College of Nursing and Health Sciences, Texas A&M International University, Laredo, TX, USA.
School of Health and Rehabilitation Science, College of Medicine, The Ohio State University, Columbus, OH, USA.
Eur J Clin Nutr. 2022 Apr;76(4):581-587. doi: 10.1038/s41430-021-00982-7. Epub 2021 Jul 19.
BACKGROUND/OBJECTIVES: Previous research has compared 2- and 3-compartment (2C and 3C, respectively) models against criterion 4-compartment (4C) models while utilizing the same body density (D) method for all measures. This design induces an inherent bias and obscures the added benefit of a 3C model over the simpler 2-compartment (2C) models.
The purpose of this study was to determine the effect of total body water estimates via single-frequency (SF-BIA) and multi-frequency (MF-BIA) bioimpedance analysis on body fat estimates derived from air displacement plethysmography (ADP)-derived 3C models.
SUBJECTS/METHODS: A sample of 95 females and 82 males (n = 177) participated in this study. Underwater weighing, dual energy X-ray absorptiometry, and bioimpedance spectroscopy were used to calculate percent fat (%Fat) via a criterion 4C model (4C). %Fat was predicted via 3C (ADP and MF-BIA), 3C (ADP and SF-BIA), and a stand-alone 2-compartment (2C) model, based upon ADP, when using Siri and Brozek body density conversion formulas (2C and 2C. respectively).
The standard error of estimate (SEE) was lowest for 3C when evaluated in females and males (2.72% and 2.31%, respectively) and highest for 2C (3.98% and 3.84%, respectively). Similarly, the total error (TE) for females and males was lowest for 3C (3.21% and 2.67%, respectively) and highest for 2C (4.58% and 4.48%, respectively) and 2C (4.65% and 4.33%, respectively).
Results suggest that SF-BIA and MF-BIA can improve the estimation of %Fat, beyond simpler 2C models, when integrated with ADP in a more advanced 3C model.
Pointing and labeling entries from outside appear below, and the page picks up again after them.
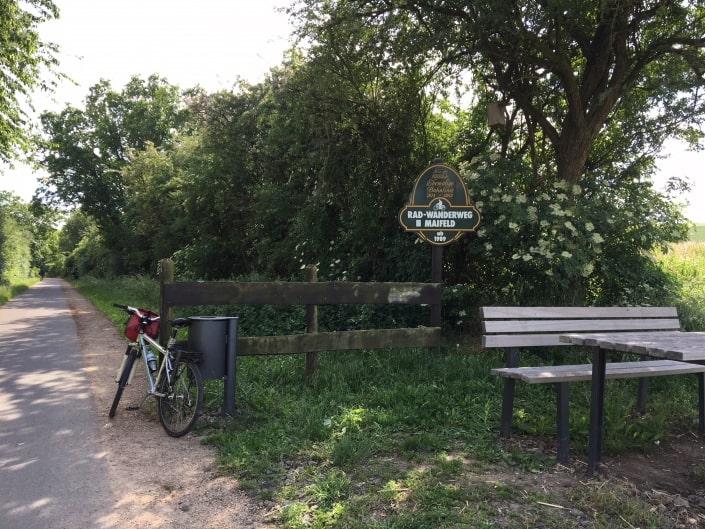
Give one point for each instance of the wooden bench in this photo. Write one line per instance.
(515, 328)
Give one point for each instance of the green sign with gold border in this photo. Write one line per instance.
(439, 208)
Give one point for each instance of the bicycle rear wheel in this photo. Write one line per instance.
(181, 404)
(132, 354)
Furthermore, the present study revealed that 3C was the best overall prediction model based upon TE values. The current study results support the integration of ADP and bioimpedance technology as part of a 3C model for the improvement of %Fat estimates over simpler 2C models.
背景/目的:先前的研究在利用相同的体密度(D)方法对所有测量值进行比较时,将 2 室(2C)和 3 室(3C)模型分别与标准 4 室(4C)模型进行了比较。这种设计引入了内在的偏差,掩盖了 3C 模型相对于更简单的 2 室(2C)模型的额外优势。
本研究旨在确定通过单频(SF-BIA)和多频(MF-BIA)生物阻抗分析估算总体水对通过空气置换体积描记法(ADP)得出的 3C 模型得出的体脂估算值的影响。
受试者/方法:本研究共有 95 名女性和 82 名男性(n=177)参与。水下称重、双能 X 射线吸收法和生物阻抗光谱法用于通过标准 4C 模型(4C)计算体脂百分比(%Fat)。通过 ADP、Siri 和 Brozek 体密度转换公式(分别为 2C 和 2C),基于 ADP,使用 3C(ADP 和 MF-BIA)、3C(ADP 和 SF-BIA)和独立的 2 室(2C)模型预测 %Fat。
在女性和男性中,3C 的估计标准误差(SEE)最低(分别为 2.72%和 2.31%),2C 最高(分别为 3.98%和 3.84%)。同样,女性和男性的总误差(TE)以 3C 最低(分别为 2.67%和 2.31%),2C 最高(分别为 4.58%和 4.48%)和 2C(分别为 4.65%和 4.33%)。
结果表明,当将 SF-BIA 和 MF-BIA 与 ADP 集成到更先进的 3C 模型中时,它们可以改善 2C 模型的体脂估计值。此外,本研究表明,3C 是基于 TE 值的最佳整体预测模型。本研究结果支持将 ADP 和生物阻抗技术集成到 3C 模型中,以改善简单 2C 模型的体脂估计值。